Tunisia’s vaunted defensive record? Gone in half an hour.

Rekik offers a flicker of hope

Just when Sweden looked ready to run away with it before the interval, Tunisia found a lifeline.

Hannibal Mejbri, one of the few Tunisian players willing to take risks on the ball, finally found space wide and delivered a teasing cross into the area. Omar Rekik attacked it with conviction, rising highest and thumping a header past the Swedish goalkeeper.

For the first time all night, Sweden’s back line switched off, and Tunisia punished them. At 2-1, the mood shifted. The African side jogged into the tunnel with a sliver of belief, the goal giving their supporters something to cling to.

It did not last long.

Isak’s press breaks Tunisia

Sweden emerged for the second half with the same aggression, and by the 59th minute, the contest was effectively over.

Again, Isak stood at the heart of it. He chased what looked a routine situation for Tunisia, harrying captain Ellyes Skhiri on the edge of the box. Panic followed. Skhiri’s touch deserted him, the ball spilling loose in a disastrous moment of hesitation.

It dropped perfectly for Viktor Gyokeres. The Arsenal forward steadied himself and finished with icy composure, sliding the ball home to restore Sweden’s two-goal cushion. One touch, one strike, 3-1.

That goal broke more than just the scoreline. It broke Tunisia’s resistance.

Sweden start to swagger

With the result now firmly in their grasp, Sweden relaxed and began to play like genuine contenders.

Passes zipped. Rotations in midfield pulled Tunisia apart. Isak drifted between the lines, always available, always dangerous. Every Swedish attack felt like it might end with another blow.

The fourth goal arrived from the bench.

Mattias Svanberg had barely stepped onto the pitch when he found himself in the right place at the right time. A clever, subtle flick from Isak inside the area wrong-footed the defence and nudged the ball into Svanberg’s path. He reacted instantly, turning it home from close range.

The assistant’s flag went up, but the celebration only paused. VAR replays showed that Isak’s touch had actually played Svanberg onside. Decision overturned. 4-1, and Tunisia sinking fast.

Ayari finishes the rout

Sweden were not finished.

Deep into stoppage time, Tunisia’s defending disintegrated completely. A loose ball dropped invitingly in the area, and Ayari reacted quicker than anyone. One sharp step, one clean strike, and his second of the night ripped into the net.

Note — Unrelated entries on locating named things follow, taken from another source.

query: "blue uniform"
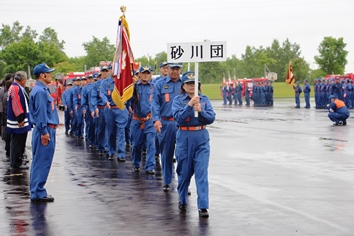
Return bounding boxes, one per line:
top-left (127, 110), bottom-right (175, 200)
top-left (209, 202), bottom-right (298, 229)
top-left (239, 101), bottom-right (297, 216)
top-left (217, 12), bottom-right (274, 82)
top-left (304, 84), bottom-right (311, 108)
top-left (101, 77), bottom-right (128, 159)
top-left (29, 80), bottom-right (59, 199)
top-left (152, 76), bottom-right (182, 185)
top-left (61, 89), bottom-right (71, 133)
top-left (294, 85), bottom-right (302, 108)
top-left (73, 86), bottom-right (84, 138)
top-left (221, 86), bottom-right (227, 105)
top-left (90, 80), bottom-right (107, 153)
top-left (130, 81), bottom-right (156, 171)
top-left (81, 83), bottom-right (95, 145)
top-left (347, 82), bottom-right (354, 109)
top-left (152, 75), bottom-right (166, 158)
top-left (234, 84), bottom-right (242, 105)
top-left (245, 85), bottom-right (250, 106)
top-left (172, 94), bottom-right (215, 209)
top-left (67, 86), bottom-right (77, 135)
top-left (328, 99), bottom-right (350, 124)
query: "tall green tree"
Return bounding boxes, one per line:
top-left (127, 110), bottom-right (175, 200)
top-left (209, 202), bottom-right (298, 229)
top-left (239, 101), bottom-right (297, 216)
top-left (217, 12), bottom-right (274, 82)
top-left (82, 36), bottom-right (115, 68)
top-left (0, 37), bottom-right (42, 73)
top-left (315, 37), bottom-right (348, 75)
top-left (0, 21), bottom-right (23, 50)
top-left (285, 57), bottom-right (310, 81)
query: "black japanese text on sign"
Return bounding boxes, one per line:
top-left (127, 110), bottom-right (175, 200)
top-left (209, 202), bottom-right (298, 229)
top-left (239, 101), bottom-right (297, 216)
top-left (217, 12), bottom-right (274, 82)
top-left (167, 42), bottom-right (226, 62)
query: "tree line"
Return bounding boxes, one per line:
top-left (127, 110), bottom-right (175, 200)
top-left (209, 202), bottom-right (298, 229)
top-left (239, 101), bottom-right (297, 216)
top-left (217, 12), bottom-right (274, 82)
top-left (0, 21), bottom-right (348, 83)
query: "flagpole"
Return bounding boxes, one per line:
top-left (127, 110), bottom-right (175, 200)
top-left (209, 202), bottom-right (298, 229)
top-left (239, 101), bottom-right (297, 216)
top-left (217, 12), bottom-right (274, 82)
top-left (194, 62), bottom-right (199, 117)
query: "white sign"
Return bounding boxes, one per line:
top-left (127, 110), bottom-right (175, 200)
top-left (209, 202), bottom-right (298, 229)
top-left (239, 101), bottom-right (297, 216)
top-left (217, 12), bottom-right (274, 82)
top-left (167, 42), bottom-right (226, 62)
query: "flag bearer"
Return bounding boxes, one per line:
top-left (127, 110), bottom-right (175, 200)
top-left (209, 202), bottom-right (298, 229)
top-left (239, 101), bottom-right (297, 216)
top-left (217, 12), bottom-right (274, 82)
top-left (152, 63), bottom-right (182, 192)
top-left (100, 66), bottom-right (128, 162)
top-left (130, 66), bottom-right (156, 175)
top-left (172, 71), bottom-right (215, 217)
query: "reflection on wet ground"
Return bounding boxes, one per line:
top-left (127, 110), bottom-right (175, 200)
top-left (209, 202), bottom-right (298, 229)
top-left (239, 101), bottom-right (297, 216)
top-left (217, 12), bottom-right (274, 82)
top-left (0, 99), bottom-right (354, 235)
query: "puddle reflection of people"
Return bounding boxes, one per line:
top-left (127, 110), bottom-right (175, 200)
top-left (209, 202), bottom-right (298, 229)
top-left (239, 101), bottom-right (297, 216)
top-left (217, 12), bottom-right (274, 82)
top-left (327, 95), bottom-right (350, 125)
top-left (30, 202), bottom-right (51, 235)
top-left (3, 168), bottom-right (29, 235)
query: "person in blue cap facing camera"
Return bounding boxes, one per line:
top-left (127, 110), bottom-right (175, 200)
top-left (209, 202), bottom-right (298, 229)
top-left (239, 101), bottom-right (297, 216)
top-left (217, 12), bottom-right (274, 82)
top-left (100, 65), bottom-right (128, 162)
top-left (61, 82), bottom-right (73, 134)
top-left (327, 95), bottom-right (350, 125)
top-left (293, 81), bottom-right (302, 108)
top-left (68, 77), bottom-right (81, 136)
top-left (152, 61), bottom-right (169, 161)
top-left (29, 63), bottom-right (59, 202)
top-left (81, 73), bottom-right (98, 149)
top-left (90, 66), bottom-right (108, 156)
top-left (152, 63), bottom-right (182, 192)
top-left (73, 76), bottom-right (86, 139)
top-left (130, 66), bottom-right (156, 175)
top-left (304, 79), bottom-right (311, 109)
top-left (172, 71), bottom-right (215, 217)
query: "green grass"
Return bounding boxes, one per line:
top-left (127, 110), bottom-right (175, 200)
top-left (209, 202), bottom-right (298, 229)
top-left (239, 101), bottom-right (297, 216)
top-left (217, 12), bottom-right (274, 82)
top-left (202, 82), bottom-right (294, 100)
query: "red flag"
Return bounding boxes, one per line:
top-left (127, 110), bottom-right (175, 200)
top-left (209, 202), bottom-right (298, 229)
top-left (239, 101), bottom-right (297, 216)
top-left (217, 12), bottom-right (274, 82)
top-left (285, 61), bottom-right (295, 85)
top-left (112, 16), bottom-right (134, 109)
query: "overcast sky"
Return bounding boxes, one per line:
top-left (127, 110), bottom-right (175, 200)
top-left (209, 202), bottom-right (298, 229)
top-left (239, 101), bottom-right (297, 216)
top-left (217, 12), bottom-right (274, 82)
top-left (0, 0), bottom-right (354, 73)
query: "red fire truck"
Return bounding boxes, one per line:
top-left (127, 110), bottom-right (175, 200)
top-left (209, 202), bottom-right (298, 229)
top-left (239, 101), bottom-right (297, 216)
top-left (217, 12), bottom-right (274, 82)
top-left (325, 73), bottom-right (354, 81)
top-left (220, 78), bottom-right (268, 97)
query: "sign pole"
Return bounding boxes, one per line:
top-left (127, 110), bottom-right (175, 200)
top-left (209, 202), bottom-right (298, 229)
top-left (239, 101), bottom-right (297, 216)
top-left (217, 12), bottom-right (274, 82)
top-left (194, 62), bottom-right (199, 117)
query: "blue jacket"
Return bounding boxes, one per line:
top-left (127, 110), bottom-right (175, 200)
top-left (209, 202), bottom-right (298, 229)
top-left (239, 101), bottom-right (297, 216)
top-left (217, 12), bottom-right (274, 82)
top-left (172, 94), bottom-right (215, 126)
top-left (81, 83), bottom-right (93, 112)
top-left (6, 82), bottom-right (32, 134)
top-left (29, 80), bottom-right (59, 135)
top-left (304, 84), bottom-right (311, 93)
top-left (152, 75), bottom-right (182, 122)
top-left (61, 89), bottom-right (70, 107)
top-left (90, 79), bottom-right (104, 109)
top-left (100, 76), bottom-right (116, 106)
top-left (130, 81), bottom-right (154, 118)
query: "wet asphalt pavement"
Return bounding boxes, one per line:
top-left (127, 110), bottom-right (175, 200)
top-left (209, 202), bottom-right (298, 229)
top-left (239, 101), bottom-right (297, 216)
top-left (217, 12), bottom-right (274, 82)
top-left (0, 99), bottom-right (354, 235)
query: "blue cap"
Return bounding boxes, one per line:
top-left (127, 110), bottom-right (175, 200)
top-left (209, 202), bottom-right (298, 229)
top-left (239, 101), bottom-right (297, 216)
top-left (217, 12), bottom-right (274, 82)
top-left (160, 61), bottom-right (168, 68)
top-left (33, 63), bottom-right (55, 75)
top-left (101, 66), bottom-right (108, 71)
top-left (167, 62), bottom-right (182, 68)
top-left (92, 72), bottom-right (98, 79)
top-left (182, 71), bottom-right (200, 83)
top-left (139, 66), bottom-right (152, 73)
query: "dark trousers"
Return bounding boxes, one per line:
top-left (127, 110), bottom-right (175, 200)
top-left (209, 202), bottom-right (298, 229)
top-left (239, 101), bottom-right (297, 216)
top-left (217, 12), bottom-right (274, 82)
top-left (10, 132), bottom-right (27, 168)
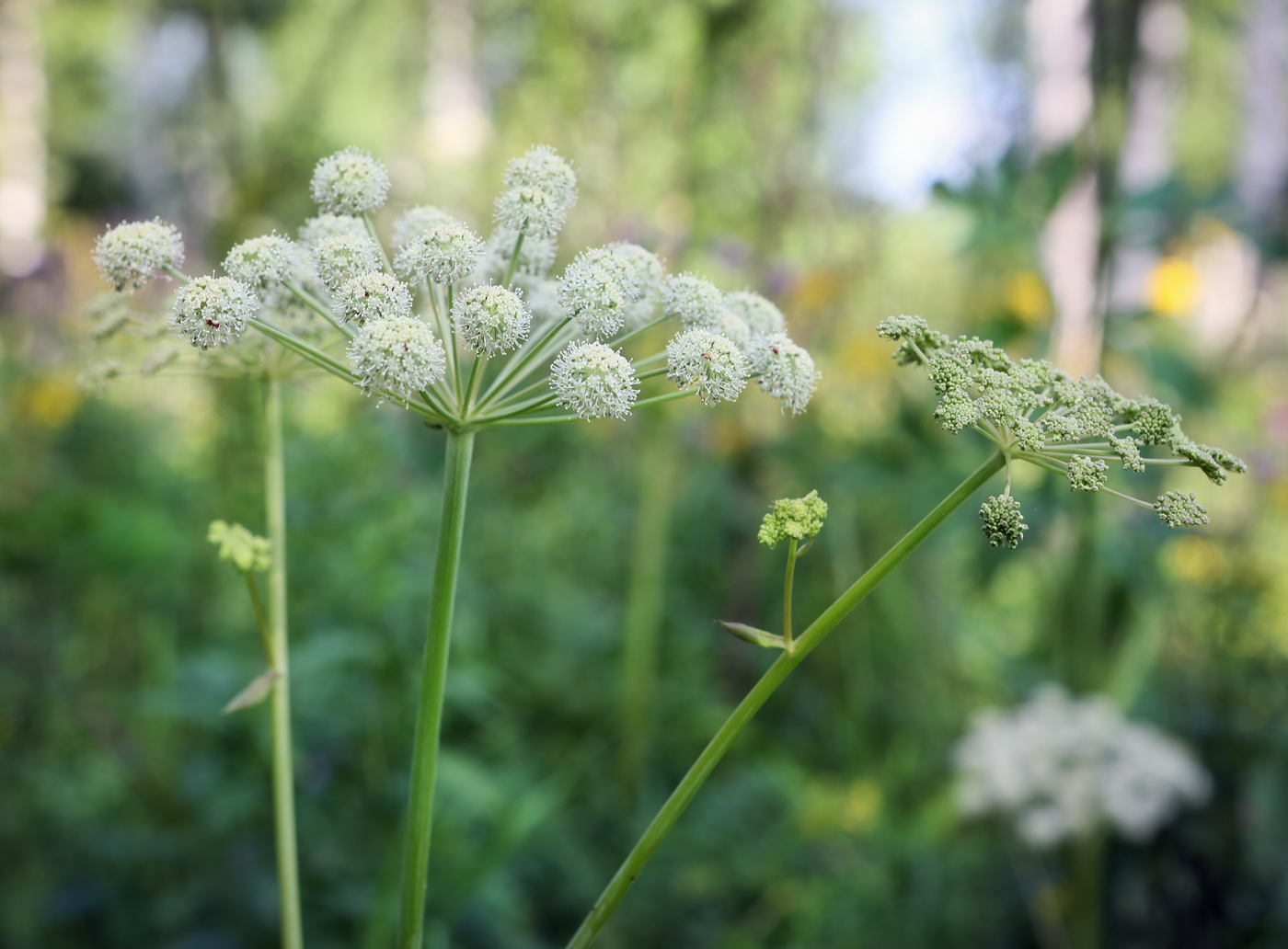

A 5-1 scoreline told the story plainly: Sweden ruthless, Tunisia overwhelmed.

Group F blown open

The result sends Sweden straight to the top of Group F, three points clear after the Netherlands and Japan cancelled each other out in their opener. Graham Potter’s side now carry the look – and the swagger – of a team ready to go deep into this tournament.

Next comes a very different kind of test: the Netherlands on June 20. A side stung by two dropped points and desperate to reassert themselves against the new group leaders.

Tunisia, by contrast, stand on the brink. Their margin for error has vanished. They must regroup, quickly, and find a way past Japan on the same day or risk seeing their knockout ambitions fade before they ever truly began.